Dumb question: why having just 3MB is so important given that any good text mode...

adastra22 · on Jan 6, 2024

One possible reason, which I’m not sure applies here, is that a server that small can fit inside cpu cache, and thereby give very low latency responses (which also increases concurrency).

Obviously only relevant for non-inference API calls.

Art9681 · on Jan 6, 2024

By the time this is production ready it will no longer fit in that cache. There is a reason it is tiny. Notice how the majority of the features are planned. It wouldnt take much for an experienced engineer to simply deploy llama.cpp or one of the other inference backends directly themselves. llama.cpp already includes an openAI compatible API:

https://github.com/ggerganov/llama.cpp/blob/master/examples/...

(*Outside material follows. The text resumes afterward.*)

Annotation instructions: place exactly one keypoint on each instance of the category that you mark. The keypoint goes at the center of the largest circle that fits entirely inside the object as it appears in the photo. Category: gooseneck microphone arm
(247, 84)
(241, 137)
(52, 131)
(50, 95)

brucethemoose2 · on Jan 6, 2024

Oh nvm, you mean non inference calls.

...But still, these are not very common API calls? Generally an OpenAI endpoint is mostly inference calls, right? And llama.cpp's slowness is going to blow that advantage away.

andy99 · on Jan 6, 2024

I think the size is not very important but it can be a good measure of the dependencies. If something needs pytorch and other python stuff it's a more complex install than something that's stand alone. That said, llama.cpp (around which this is based), to run on a GPU still needs cuda toolkit (a 4 GB install?). On a mac I'm not so sure. So it's a bit of misdirection, unless we're only talking on CPU.

(Someone correct me if I'm wrong, I'm only familiar with building llama.cpp, can it run from just the binary without cuda?)

DarmokJalad1701 · on Jan 6, 2024

The original llama.cpp did not have CUDA support. It was a pure CPU binary using vector instructions for acceleration. IIRC it uses Apple's "Accelerate" framework for faster computation on the M-series CPUs.

ex3ndr · on Jan 6, 2024

also they include llama.cpp, i guess they just download it instead of bundling with binary like ollama.